Paramızın değersizleşmesi ülke dışı seyahatlerde de üzüntü ve utanç verici olarak karşımıza çıkıyor.
Benim gibi orta ya da ortanın az üstünde geliri olanlar için yakın zamanlara kadar herhangi bir Batı ülkesinde sıradan bir günlük gereksinim nesnesi, o ülkelerdeki gelir düzeyi bakımından ucuz sayılabilecek herhangi bir şey satın almak sorun değilken, şimdi bir fincan kahveyi bile bizim paraya göre hesaplamak gereği duyulacaktır.
Yani sadece kendi ülkemizde değil belli başlı bütün ülkelerde yoksullaşmış olduk.
Türk Lirası’nın bu büyük değer kaybının belki tek olumlu sonucunun, başka ülkelerde para kazanan yurttaşlarımız ve Türkiye’deki yakınları bakımından söz konusu olduğu düşünülebilir.

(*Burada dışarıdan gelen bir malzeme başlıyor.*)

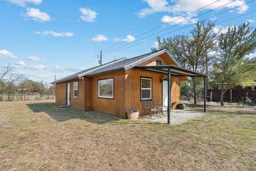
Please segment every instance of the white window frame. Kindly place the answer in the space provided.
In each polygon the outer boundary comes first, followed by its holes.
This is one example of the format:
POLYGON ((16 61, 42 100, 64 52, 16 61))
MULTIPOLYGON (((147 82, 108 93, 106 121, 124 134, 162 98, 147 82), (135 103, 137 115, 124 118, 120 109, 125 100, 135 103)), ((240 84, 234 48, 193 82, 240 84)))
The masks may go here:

Öyle de olsa bir tek bunu sanırım bir avuntu nedeni sayamayız.
***
Bu sonucun başlıca sorumlusu ve onu düzeltmekle yükümlü olanlar, baskıcı yönetimlerin her zaman ve her yerde yapa geldiği gibi, sorunu iç ve dış düşmanların oyunu olarak göstermeye çalışmaktalar.

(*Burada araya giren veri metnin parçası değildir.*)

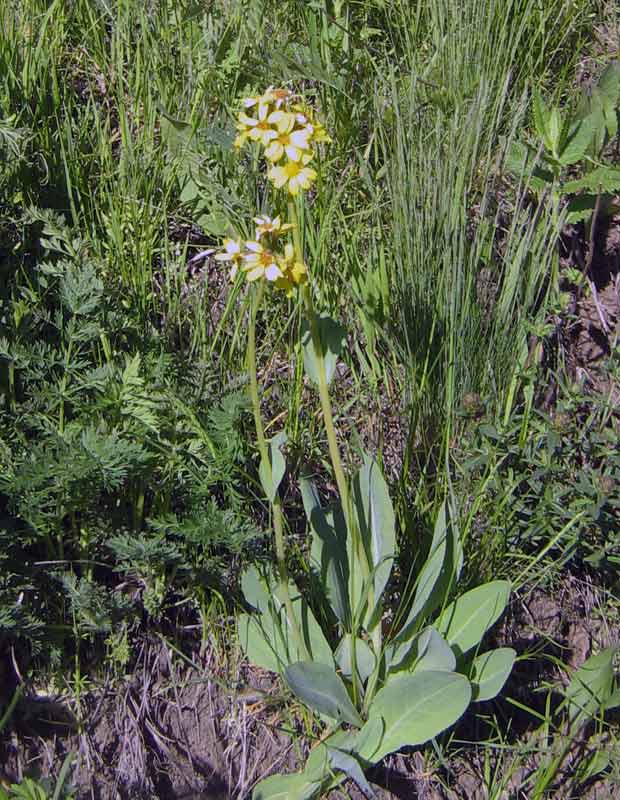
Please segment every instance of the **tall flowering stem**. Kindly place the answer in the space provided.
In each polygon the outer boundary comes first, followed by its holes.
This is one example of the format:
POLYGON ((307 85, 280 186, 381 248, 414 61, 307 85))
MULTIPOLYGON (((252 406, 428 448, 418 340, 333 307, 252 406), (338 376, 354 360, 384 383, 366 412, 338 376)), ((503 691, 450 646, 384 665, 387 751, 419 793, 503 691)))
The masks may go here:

Hayat pahalılığı dayanılmazlaştıkça böyle bir açıklamanın ne ölçüde tutabileceği ayrı bir konu…
Bu arada siyaset jargonumuz, dile getirildiğinden beri üzerinde kafa yorduğum bir de deyim kazandı: “Onların doları varsa bizim de Allahımız var!”
Etkili bir ifade olduğu yadsınamaz.
Savaşta düşmana “Allah Allah!” diye hücum eden bir milletin çocuklarıyız…
En güç zamanlarda bu sözcükten güç almamız, medet ummamız doğaldır.
“Onların doları varsa bizim de Allahımız var” sözünün arkasında da böyle bir inanç ve o inançtan destek alma çabası olmalı.
Nitekim Mehmet Akif “medeniyet”i (Batılı düşman ülkeleri) “tek dişi kalmış canavar”a benzetirken, bu canavarın karşısında “iman”ın yenilmezliğini dile getirirken, inandığı ve amaçladığı buydu.
Aynı şeyi “Millet Şarkısı”nda “Zulmün topu var, güllesi var, kalası varsa/ Hakk’ın da bükülmez kolu, dönmez yüzü vardır” demiş olan Tevfik Fikret için de söyleyebiliriz.
İnanç odakları farklı da olsa sonuçta hakkın, adaletin yenilmezliğine inançlarını dile getiren bu vicdanlı, namuslu şairlerin sözlerini, inançlarını tartışamaz, kimliklerine ve şiirlerine sadece saygı duyabiliriz.
Fakat dolar karşısında liradaki kan kaybını önlemeyi başarmak şurda dursun, bu sonucu doğuran uygulamanın sorumlusu olup çözüm olarak da Allah’ı öne süren siyasetçi; hem gerçeği örtmeye çalıştığı, hem de inanç istismarı yaptığı için, akıl ve vicdan sahiplerinin eleştiri oklarının hedefi olmaktan kurtulamayacaktır.
***
“Onların doları varsa bizim de Allahımız var” derken, aynı zamanda, karşımıza aldıklarımızı Allahsızlıkla suçlamış oluyoruz…
Oysa yaşamakta olduğumuz çağda hiç kimsenin bir başka kişiyi, topluluğu ya da milleti dinsel inaçlarından ya da inançsızlığından ötürü kınamaya, aşağılamaya hakkı yoktur.
Kaldı ki gerçekten Allah inancınız varsa onun herkesin Allah’ı olduğunu, zaten Allah olmanın da böyle bir şey olduğunu bilmek gerekmiyor mu?